49. 少年たちの勇気

「ぐ、うう……」


 歯の隙間から漏れるような呻き声を上げながら、ファーレは青白い手で胸元を押さえてその場に頽れた。


 空気が一変する。

 時折、月を覆い隠していた分厚い雲は既に遠くへ流れ去り、氷の粒が寄り集まってできた絹のような薄雲うすぐもを羽織った天体の王は、鮮やかな月暈つきがさを周囲に振りまきながら、地上の攻防戦の決着に静寂という神秘的な鬨の声を上げた。


――テオが


 美童が深い笑みと共に熱い息を吐き出す。呪文に乗って吐き出される白が濃さを増す。

 さあ、戻ってこいクラレンス。その体は君のものだろう?


 その時、どこまでも藍色のすそを広げた夜半の空に向かって突如ファーレが甲高い絶叫を放った。かと思うと、墓場を徘徊する幽鬼ゆうきのようにふらふらと立ち上がり、滅多矢鱈めったやたらに魔力の塊を放出し始めた。けれどそれは悪足掻き以上の何物でもなく、行き場の定まらぬ球体は砂の大地を抉り、辺りに砂柱をいくつも築くばかりだ。


「まだ暴れる元気があるのかよ」


 軽く息を切らしながらキティは舌を打った。今の今に至るまで、ファーレの意識から美童の存在を隠すのに、ド派手な大立ち回りを演じていたのだ。共に広大な地上を駆け回っていたティーグルは、ふらつくどころか息一つ乱していない。

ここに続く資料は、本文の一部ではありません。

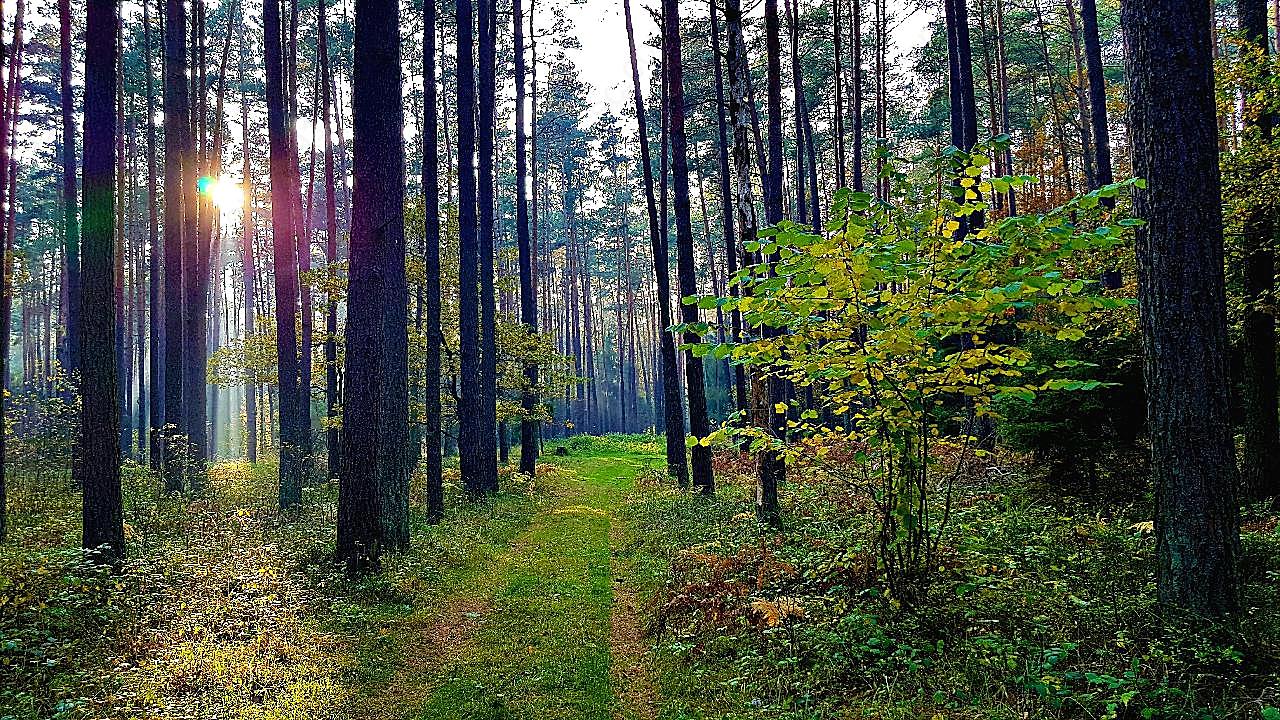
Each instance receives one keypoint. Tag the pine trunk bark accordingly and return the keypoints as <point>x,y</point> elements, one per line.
<point>1183,301</point>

 キティは傍をかすめる攻撃を最小限の反動で済むように相殺させながら、時が過ぎるのを待つことしかできないのがもどかしかった。


 もうすぐだ。もうすぐのはずだ。状況は変わってきている。こちらが有利だ。

 自分を励ます言葉の波とは裏腹に、脳裏をかすめる焦燥感の存在にも気付いていた。

 あとどれくらい持ちこたえればいい。捨て身の魔法攻撃をいくら交わせばいい。

 急き立てられる心とは裏腹に、体感時間は通常の十分の一。冴えわたった五感が自分の周りの時間だけを酷くゆっくり流しているように思えてならなかった。

 ……と、そんな雑念に囚われていると、


「うおっ!?」


 たった今までキティがいたところに、弾丸のようなスピードで魔力の塊が通り過ぎていった。背後でドォン、と大きな音がして、地響きを伴いながら深く大地を穿つ。寸でのところで避けることが出来たが、深く沈み込む砂に爪先を取られ、胸から前に倒れこんだ。間髪入れずにそこに突撃してきた攻撃がもろに脇腹に衝突し、後方にいた美童のところまで一気に吹っ飛ばされる。


「うわ!?」


 不意を突かれる形となった美童は受け身を取る暇もなく、ぶつかってきたキティに思いきり押し倒される。


 器用に呪文を唱えたまま、いてえな、という非難の声をその目に宿しながら、美童はキティを乱暴にどかす。仕方ねえだろ、と反論した死の魔法使いの表情が、さっと凍り付く。息を切らしながら立ち上がろうとした膝が、たちまち頽れてしまった。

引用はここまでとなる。